If you are investing in a two or more different search ad platforms, a handful of mobile sites, a few websites for display ads, a couple video providers and retargeting Facebook ads and so let’s assume there are a total of 15 different digital ad channels (which is not a lot). The number of potential paths, considering that anyone consumer could see none, one, two or all 15 – in fact they could see the same ad more than once – that would produce 437 quadrillion paths that could happen. So the idea of somehow boiling it down (and keep in mind this is a small example) to the most relevant paths is silly.

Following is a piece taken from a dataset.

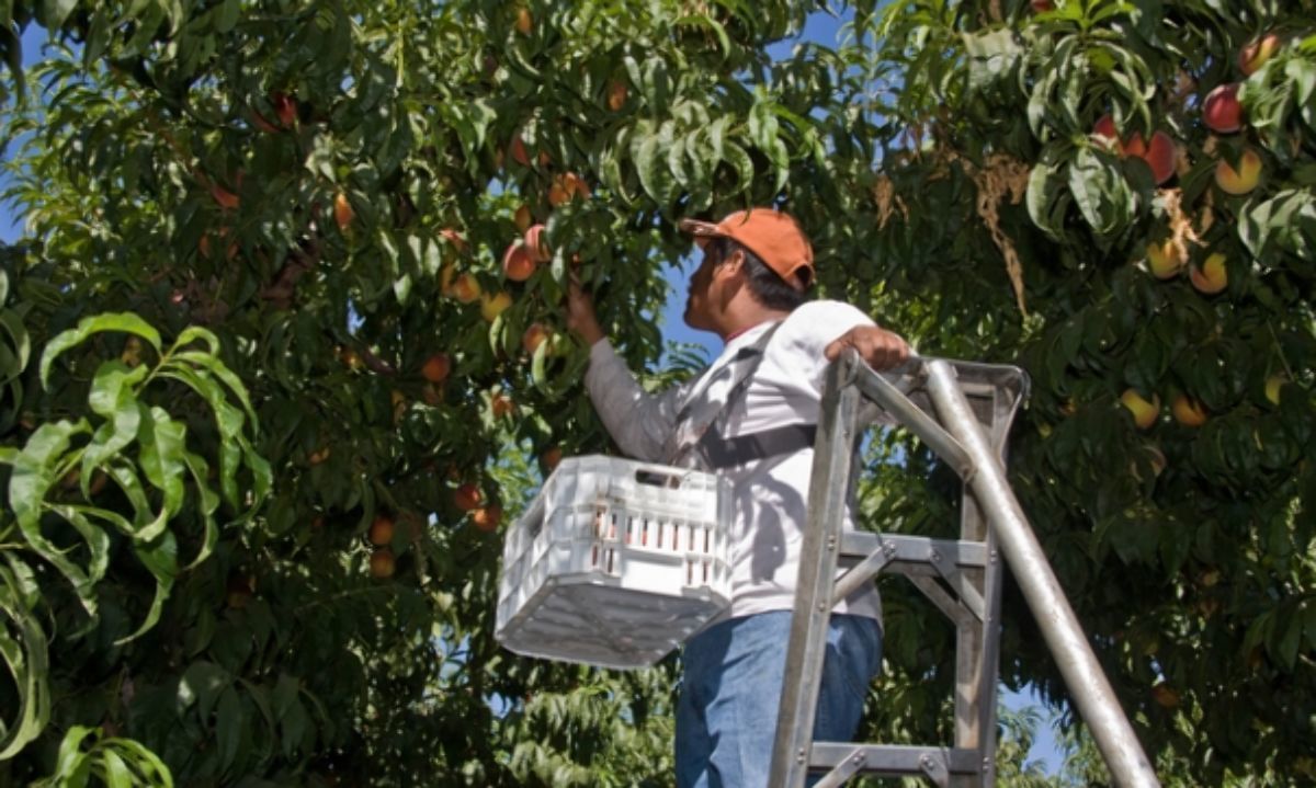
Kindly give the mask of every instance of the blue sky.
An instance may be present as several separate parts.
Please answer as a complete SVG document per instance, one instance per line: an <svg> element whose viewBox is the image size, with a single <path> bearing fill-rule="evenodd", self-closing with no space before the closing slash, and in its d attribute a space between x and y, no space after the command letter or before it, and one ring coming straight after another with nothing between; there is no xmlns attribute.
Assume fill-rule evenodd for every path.
<svg viewBox="0 0 1316 788"><path fill-rule="evenodd" d="M834 18L826 13L813 13L801 33L801 36L795 41L782 42L775 45L770 53L774 57L786 55L790 49L800 41L815 41L824 45L834 45L837 42L837 36L841 33L844 18ZM41 45L45 41L45 32L38 29L36 25L28 28L24 36L24 64L32 64L36 62L41 51ZM5 76L8 79L8 75ZM34 86L29 84L29 91ZM4 151L8 158L13 154L13 141L9 142L11 147ZM0 175L0 189L4 188L8 179ZM21 234L21 217L17 217L12 212L12 207L8 204L0 204L0 241L13 242ZM694 249L692 249L694 251ZM671 293L667 300L667 305L662 312L662 330L663 338L678 343L691 343L697 345L704 349L708 359L716 358L721 353L722 342L716 334L709 334L705 332L694 332L684 325L682 320L682 312L686 304L687 295L687 280L694 272L697 264L697 253L688 255L680 263L680 267L667 268L669 283L671 284ZM930 609L930 605L929 605ZM936 614L932 612L930 614ZM1020 708L1025 705L1038 705L1037 699L1029 695L1007 695L1007 705L1011 708ZM1046 767L1055 772L1059 768L1062 755L1055 742L1054 730L1049 725L1049 716L1044 713L1044 722L1037 731L1038 741L1034 743L1030 756L1033 759L1041 759Z"/></svg>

As the options for integrated marketing channels continue to rise, there is a growing list of reasons to rethink your current attribution model and begin planning for a new method of validation. The facts you must consider are:
- consumers using multiple devices to do different things, some directly related to revenue and many indirectly
- clicks don’t equal revenue
- you must measure incremental sales
- attribution cannot be the sole method of marketing success and evaluation
What does that mean? Marketing scientists have been taking on the attribution problem for more than three decades now. Marketing and Media mix models were largely invented in the consumer package good space and have been a tool, sometimes valuable, that has spread to many other B2C industries. They were born at a time that was much simpler – you had TV, radio, print, out of home, price and promotions to handle. The better models included exogenous effects like the economy and weather. With the significant transition to new digital media and quicken pace of traditional media becoming digital, a new stream of data is now available.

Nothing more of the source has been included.